Since no one has asked me why, being a minister, I didn't write about issues like morality and family values, I thought I'd ask myself, why don't you? My answer surprised me: I do write about them, and fairly often. Just not in the way people might think. For one thing, I don't like to moralize.
When I graduated from seminary I suffered from a vision problem: I tended to see things in blacks and whites. The truth is, I had a head full of mush, as Professor Kingsfield from The Paper Chase was fond of saying, and had no more idea how to relate to the real life concerns of people than my dog has about driving a car. Seeing him sitting in the driver's seat when I come out of a store, I have to wonder what he's not telling me. Let's put it this way, I didn't know much.
As time has gone on, I've learned people are frequently harder on themselves and each other than I could ever be. Judgment and self-recrimination come at a price and you can measure it by the amount of ibuprofen and antacid they consume. It's like dragging a huge invisible bag around and stuffing it full of blame, guilt, fault-finding, and God-knows-what-all. It weighs you down until sooner or later you're sick, depressed, angry, or lashing out and picking a fight with some poor schmuck on the highway.
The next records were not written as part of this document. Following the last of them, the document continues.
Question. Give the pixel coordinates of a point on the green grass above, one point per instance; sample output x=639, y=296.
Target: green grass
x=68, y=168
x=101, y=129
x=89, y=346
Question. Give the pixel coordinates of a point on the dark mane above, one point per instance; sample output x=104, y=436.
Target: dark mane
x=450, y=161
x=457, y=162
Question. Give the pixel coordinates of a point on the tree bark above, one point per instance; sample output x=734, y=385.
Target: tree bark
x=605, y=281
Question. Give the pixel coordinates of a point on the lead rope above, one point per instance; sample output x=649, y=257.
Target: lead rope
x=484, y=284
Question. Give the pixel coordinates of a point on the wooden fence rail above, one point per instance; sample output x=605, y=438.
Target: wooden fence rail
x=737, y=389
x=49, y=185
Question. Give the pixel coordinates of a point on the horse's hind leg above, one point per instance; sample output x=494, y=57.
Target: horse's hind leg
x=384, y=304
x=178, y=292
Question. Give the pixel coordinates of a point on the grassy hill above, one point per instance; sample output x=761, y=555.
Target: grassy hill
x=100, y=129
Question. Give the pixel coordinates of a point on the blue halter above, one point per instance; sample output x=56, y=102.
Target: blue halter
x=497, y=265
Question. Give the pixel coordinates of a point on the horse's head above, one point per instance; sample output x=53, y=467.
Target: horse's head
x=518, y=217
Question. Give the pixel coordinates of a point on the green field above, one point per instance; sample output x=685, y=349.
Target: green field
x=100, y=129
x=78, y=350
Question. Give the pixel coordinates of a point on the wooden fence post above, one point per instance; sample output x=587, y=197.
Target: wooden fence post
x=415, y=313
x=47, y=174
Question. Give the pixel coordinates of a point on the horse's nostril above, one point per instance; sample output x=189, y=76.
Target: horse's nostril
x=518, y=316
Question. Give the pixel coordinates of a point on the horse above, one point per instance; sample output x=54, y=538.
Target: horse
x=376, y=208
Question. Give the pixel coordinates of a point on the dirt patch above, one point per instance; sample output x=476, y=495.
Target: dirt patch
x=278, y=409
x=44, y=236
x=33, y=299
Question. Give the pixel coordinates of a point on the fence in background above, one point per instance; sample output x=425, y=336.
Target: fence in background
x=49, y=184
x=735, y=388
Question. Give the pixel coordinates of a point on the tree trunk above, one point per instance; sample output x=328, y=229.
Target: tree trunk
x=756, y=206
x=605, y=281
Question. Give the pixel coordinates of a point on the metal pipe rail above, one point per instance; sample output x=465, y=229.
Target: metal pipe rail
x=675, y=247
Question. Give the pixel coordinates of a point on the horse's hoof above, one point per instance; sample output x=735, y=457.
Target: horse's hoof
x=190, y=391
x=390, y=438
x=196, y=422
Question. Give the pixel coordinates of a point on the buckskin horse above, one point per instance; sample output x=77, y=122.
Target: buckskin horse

It really doesn't do anyone any good to moralize at times like these: most of us have already done enough of it for ourselves. We may not be fully aware we're dragging a bag behind us, but we know something's not working. We may not understand how it affects us, but we know we're sick at heart. We may not realize how badly we'd like to turn loose of the damn thing, but we know we have to do something.
There may be some who feel it's their duty to shout at a person who's drowning, "You should have learned to swim!" but my inclination is throw them a life preserver and if they can't grab it, dive in and help. It's not that I'm morally pure or anything of the sort. It's just that I know what it's like to be in over your head because, like most people, I've been there. Moralizing when I was a young "preacher boy," as we were called, was easier before I'd learned what it means to hurt.
So, family values? Sure. I've written about my father, a young boy and his mother, the delights of sunrise on my hayfield (photo), the warmth of new love, and the comfort found in the company of close friends. Those are what make for redemption, healing, and renewal. Since we're already good at filling the bag, I'd rather spend my time trying to figure out ways of making it bearable or better yet, letting it go.